"CP/M compatible" vs. "MS-DOS Compatible" machines?

Holger Veit holger.veit at iais.fraunhofer.de
Thu Feb 7 02:44:44 CST 2008


Chuck Guzis schrieb:
>> Date: Tue, 05 Feb 2008 20:25:07 -0500
>> From: Allison 
>>     
>
>   
>> Maufacturing no. Design yes. back then there was little if any automated
>> chip design so anything to save time or transistors on the die was good.
>> The redundant moves are simple example of not decoding all possible
>> states. Saves transistors at a time when getting things on that much
>> silicon was still hard.
>>     
>
> My point was "documentation" of these instructions as such was 
> unnecessary.  Had the documentation simply said "---", they wouldn't 
> have been used, freeing the codes for later exploitation.  But once 
> documented as valid moves, there's no going back.  
>
> 00H was the only *documented* no-op as such.
It does not help not to document those instrs in the hope that they can 
later be reused when more transistors become available. Those 
"undocumented instructions" *were* used  in  any software product where 
the  programmers  became aware of ., and be it only for the reason to 
make it harder to understand the code by competitors (thus have 
disassemblers stumble on them).
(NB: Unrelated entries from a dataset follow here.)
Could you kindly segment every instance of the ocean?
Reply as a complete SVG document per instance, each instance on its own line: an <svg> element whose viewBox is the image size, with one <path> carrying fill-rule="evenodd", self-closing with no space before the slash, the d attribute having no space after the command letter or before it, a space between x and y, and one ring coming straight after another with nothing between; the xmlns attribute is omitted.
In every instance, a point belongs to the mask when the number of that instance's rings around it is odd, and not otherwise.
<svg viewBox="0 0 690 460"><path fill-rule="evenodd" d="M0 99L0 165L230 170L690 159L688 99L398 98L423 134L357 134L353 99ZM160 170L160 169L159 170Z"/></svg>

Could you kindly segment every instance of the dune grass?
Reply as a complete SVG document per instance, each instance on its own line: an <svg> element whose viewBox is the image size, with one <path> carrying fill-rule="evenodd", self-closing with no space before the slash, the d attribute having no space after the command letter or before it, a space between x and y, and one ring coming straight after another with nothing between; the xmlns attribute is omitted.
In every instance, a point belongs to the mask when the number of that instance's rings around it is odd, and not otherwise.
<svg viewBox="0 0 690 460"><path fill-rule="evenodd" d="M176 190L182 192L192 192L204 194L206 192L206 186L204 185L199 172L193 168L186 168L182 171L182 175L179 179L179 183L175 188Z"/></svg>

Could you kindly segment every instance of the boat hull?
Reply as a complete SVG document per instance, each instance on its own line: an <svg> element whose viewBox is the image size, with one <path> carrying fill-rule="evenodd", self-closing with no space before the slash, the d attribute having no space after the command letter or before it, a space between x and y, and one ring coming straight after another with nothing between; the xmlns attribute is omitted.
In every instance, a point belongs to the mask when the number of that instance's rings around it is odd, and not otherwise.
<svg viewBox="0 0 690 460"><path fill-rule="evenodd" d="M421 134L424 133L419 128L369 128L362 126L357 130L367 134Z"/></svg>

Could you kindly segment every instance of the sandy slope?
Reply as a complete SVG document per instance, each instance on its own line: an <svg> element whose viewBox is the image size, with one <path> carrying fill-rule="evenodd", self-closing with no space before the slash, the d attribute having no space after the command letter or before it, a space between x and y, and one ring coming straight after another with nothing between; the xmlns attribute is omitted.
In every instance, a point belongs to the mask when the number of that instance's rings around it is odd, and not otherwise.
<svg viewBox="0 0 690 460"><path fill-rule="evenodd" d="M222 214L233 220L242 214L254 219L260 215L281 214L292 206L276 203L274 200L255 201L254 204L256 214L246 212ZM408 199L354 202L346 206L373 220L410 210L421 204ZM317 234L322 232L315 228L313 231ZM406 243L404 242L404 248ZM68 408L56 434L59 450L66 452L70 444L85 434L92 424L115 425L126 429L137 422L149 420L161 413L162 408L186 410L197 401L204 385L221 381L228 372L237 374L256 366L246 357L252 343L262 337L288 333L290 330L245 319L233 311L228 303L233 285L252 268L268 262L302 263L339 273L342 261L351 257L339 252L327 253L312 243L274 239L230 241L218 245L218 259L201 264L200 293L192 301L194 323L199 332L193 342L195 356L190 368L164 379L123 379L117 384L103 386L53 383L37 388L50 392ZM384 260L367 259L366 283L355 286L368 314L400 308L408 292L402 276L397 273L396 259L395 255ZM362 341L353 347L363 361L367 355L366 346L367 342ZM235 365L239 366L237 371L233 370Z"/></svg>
Typical example were the Z80 "mov 
xx,reg" instructions where xx is IXL,IXH,IYL,IYH which are side effects 
of adding a DD/FD prefix to "mov L,reg" or "mov H,reg" which were, from 
my own disassembly activities frequently used in Z80 CP/M code. 
Admittedly, the inplace moves like "mov B,B" are often only useful for 
alternative NOPs, but I remember having seen also creative uses of such 
codes as part of some data structure which happened to have a suitable 
pattern to execute as some code - again to obscure the program logic to 
interested hackers. Typical was also to use a three byte instr like "lda 
xxyy" where xx,yy formed another instruction like a short jump which is 
executed on PC+1, but skipped on PC+0 (location of lda).

Almost every 8 bit CPU of that time had one or more "undocumented 
opcodes" resulting from don't cares in the instruction decoding logic.